The deal he offered was that of a “kinder, gentler” approach to minorities, an inclusive agenda regarding Dalits and rural India, and an assurance to his partymen that performance would be rewarded.
Scarcely had Gadkari made his speech that party spokesperson Rajiv Pratap Rudy had to do a little backtrack operation, saying the Mosque offer was conditional, meaning it would “happen at an appropriate time after due consultation with all parties.” Sources say a stern phone call came from the VHP, which asked the BJP top brass how such an undertaking could be given on behalf of the Sangh Parivar.
Gadkari’s hour-long speech made little mention of the Ram Mandir issue, but got the most applause when he “appealed” to Muslims that they voluntarily give up their claim to the Ram Mandir complex in return for an alternative site “where the BJP will help build a grand mosque.”

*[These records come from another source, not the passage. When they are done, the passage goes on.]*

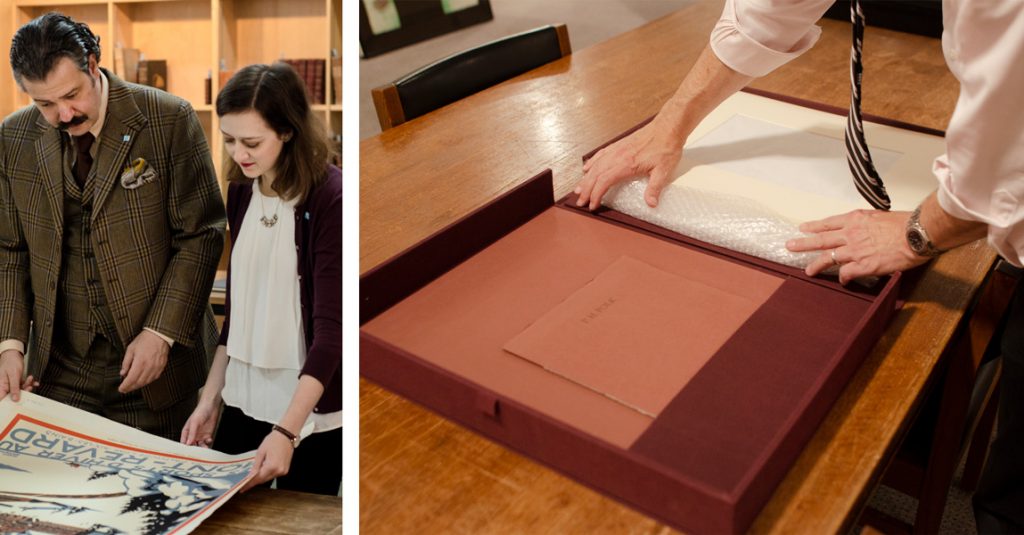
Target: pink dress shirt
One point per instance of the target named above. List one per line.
(981, 176)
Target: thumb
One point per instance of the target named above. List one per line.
(188, 433)
(658, 178)
(126, 364)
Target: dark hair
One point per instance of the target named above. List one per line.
(43, 41)
(279, 95)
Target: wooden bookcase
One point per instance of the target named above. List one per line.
(197, 38)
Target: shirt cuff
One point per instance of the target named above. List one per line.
(947, 200)
(747, 55)
(170, 342)
(12, 344)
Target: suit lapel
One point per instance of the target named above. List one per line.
(124, 120)
(50, 158)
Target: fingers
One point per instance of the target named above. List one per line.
(602, 171)
(189, 431)
(658, 178)
(129, 359)
(853, 271)
(254, 474)
(133, 379)
(817, 242)
(30, 383)
(834, 222)
(14, 385)
(826, 259)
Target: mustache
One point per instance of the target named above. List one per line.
(64, 125)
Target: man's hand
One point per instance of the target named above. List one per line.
(144, 361)
(272, 459)
(652, 151)
(862, 243)
(11, 367)
(199, 429)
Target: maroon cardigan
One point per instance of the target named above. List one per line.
(317, 240)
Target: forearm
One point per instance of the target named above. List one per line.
(945, 231)
(307, 394)
(215, 380)
(707, 85)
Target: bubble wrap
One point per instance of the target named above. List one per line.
(727, 220)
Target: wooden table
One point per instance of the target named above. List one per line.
(274, 511)
(420, 472)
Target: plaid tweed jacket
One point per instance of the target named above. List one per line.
(157, 244)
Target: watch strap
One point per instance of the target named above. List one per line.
(291, 436)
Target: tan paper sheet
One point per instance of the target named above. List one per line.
(635, 333)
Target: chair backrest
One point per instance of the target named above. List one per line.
(463, 74)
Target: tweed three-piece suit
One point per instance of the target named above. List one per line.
(147, 231)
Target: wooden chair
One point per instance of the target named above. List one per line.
(463, 74)
(956, 416)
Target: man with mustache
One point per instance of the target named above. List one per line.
(111, 229)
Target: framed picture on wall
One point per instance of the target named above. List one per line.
(388, 25)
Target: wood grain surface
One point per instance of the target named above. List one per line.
(268, 511)
(421, 474)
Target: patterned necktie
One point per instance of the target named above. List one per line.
(864, 176)
(83, 161)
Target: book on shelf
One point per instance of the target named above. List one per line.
(126, 64)
(153, 73)
(336, 80)
(311, 72)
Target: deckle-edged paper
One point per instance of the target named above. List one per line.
(66, 470)
(635, 333)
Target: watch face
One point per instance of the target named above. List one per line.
(915, 241)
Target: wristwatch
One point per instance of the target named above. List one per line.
(918, 239)
(291, 437)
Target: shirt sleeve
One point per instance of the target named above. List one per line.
(755, 37)
(981, 176)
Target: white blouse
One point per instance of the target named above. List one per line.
(266, 344)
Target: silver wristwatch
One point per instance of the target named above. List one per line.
(918, 239)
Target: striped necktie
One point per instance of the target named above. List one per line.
(864, 176)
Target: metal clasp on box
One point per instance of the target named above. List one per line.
(488, 404)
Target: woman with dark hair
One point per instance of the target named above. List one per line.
(278, 366)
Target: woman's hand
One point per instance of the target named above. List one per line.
(272, 459)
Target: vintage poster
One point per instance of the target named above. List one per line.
(64, 470)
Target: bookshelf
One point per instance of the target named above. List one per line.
(197, 38)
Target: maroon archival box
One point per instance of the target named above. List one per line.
(434, 319)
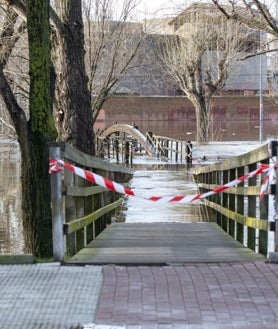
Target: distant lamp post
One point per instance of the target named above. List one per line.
(261, 96)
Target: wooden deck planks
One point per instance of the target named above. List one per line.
(164, 243)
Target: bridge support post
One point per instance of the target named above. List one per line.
(57, 209)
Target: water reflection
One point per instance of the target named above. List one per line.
(11, 231)
(160, 180)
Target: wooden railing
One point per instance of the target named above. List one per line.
(170, 148)
(239, 210)
(80, 211)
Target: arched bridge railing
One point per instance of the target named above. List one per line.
(241, 211)
(132, 132)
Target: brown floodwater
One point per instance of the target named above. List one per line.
(149, 179)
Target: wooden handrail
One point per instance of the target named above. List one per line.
(238, 210)
(81, 211)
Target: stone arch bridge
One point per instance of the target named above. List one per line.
(130, 131)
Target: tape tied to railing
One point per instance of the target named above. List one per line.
(58, 165)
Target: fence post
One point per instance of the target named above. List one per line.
(57, 208)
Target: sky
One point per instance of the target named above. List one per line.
(155, 8)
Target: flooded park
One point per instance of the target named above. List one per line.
(151, 177)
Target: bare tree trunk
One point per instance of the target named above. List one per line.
(202, 118)
(73, 114)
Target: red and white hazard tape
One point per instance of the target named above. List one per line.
(58, 165)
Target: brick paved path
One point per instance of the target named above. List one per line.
(197, 296)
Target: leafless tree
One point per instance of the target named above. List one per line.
(200, 57)
(259, 15)
(112, 42)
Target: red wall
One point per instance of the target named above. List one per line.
(179, 108)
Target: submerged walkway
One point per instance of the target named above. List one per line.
(164, 243)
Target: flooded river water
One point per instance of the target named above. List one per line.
(151, 178)
(160, 180)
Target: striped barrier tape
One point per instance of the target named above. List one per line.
(58, 165)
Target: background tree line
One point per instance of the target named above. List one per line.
(65, 85)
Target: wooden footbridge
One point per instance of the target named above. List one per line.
(238, 227)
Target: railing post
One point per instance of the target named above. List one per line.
(57, 208)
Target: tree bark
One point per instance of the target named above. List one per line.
(73, 114)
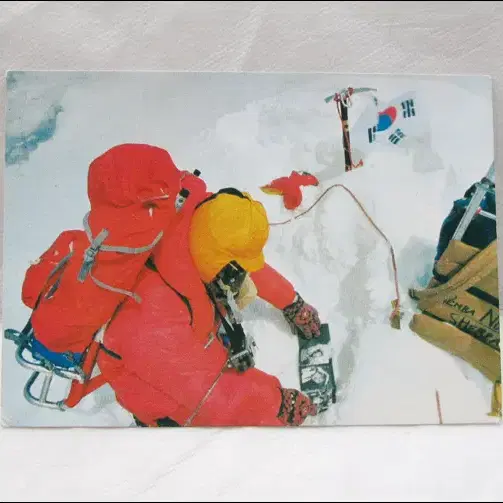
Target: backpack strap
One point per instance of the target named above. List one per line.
(96, 245)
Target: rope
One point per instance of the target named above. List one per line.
(396, 305)
(206, 396)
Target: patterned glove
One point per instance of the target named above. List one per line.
(295, 407)
(303, 318)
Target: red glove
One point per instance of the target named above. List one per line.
(295, 407)
(303, 318)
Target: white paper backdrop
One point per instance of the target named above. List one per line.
(370, 464)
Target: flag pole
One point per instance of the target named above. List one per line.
(342, 98)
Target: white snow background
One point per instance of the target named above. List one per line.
(243, 130)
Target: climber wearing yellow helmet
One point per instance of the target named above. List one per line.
(185, 358)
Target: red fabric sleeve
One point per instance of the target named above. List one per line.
(273, 287)
(38, 272)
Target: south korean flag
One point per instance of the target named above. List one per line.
(399, 122)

The message most delegates seem to come away with was that Gadkari and the RSS appeared to have come to the conclusion that the party had peaked electorally as far as its current electoral base was concerned and was looking to add to it. Gadkari said as much in his speech. “I aim to increase our vote share by at least 10% to our existing base,” he said. This 10%, according to Gadkari’s calculation, would come from Dalits, tribals, the rural population, youth and even minorities.
“When I landed in Indore, I decided to first go to Mhow, the birthplace of Babasaheb Ambedkar, for his blessings. There I ate at a Dalit councillor’s house, but I made sure that this was not enacted in front of TV cameras, as for me the fight against untouchability is not a political strategy but a firm conviction,” he said, clearly alluding to AICC general secretary Rahul Gandhi.
While his plans for the party’s political issues were articulated at length, he did not forget to address the party’s internal issues.
“I promise I will set up a system of internal evaluation and accountability, and institute an award for the best-performing MLA, MLC, MP and ministers,” he said. He would also set up a team to look into getting together a vision 2025 for the party and its plans.
Significantly, Gadkari’s centrist approach stands in contrast to his predecessor Rajnath Singh’s, who had warned the party of deviating too much from the hindutva ideology.“In the 1980s there was a great rivalry between Pepsi and Coke and while Pepsi retained its USP and worked on its strengths, Coke tried to experiment with it basic flavour, leading to Pepsi’s ascendance. This can well happen anywhere,” Singh had said during his last speech as party president.
Between the hardline and centrist agendas, it seems as though Gadkari is throwing his weight behind the latter.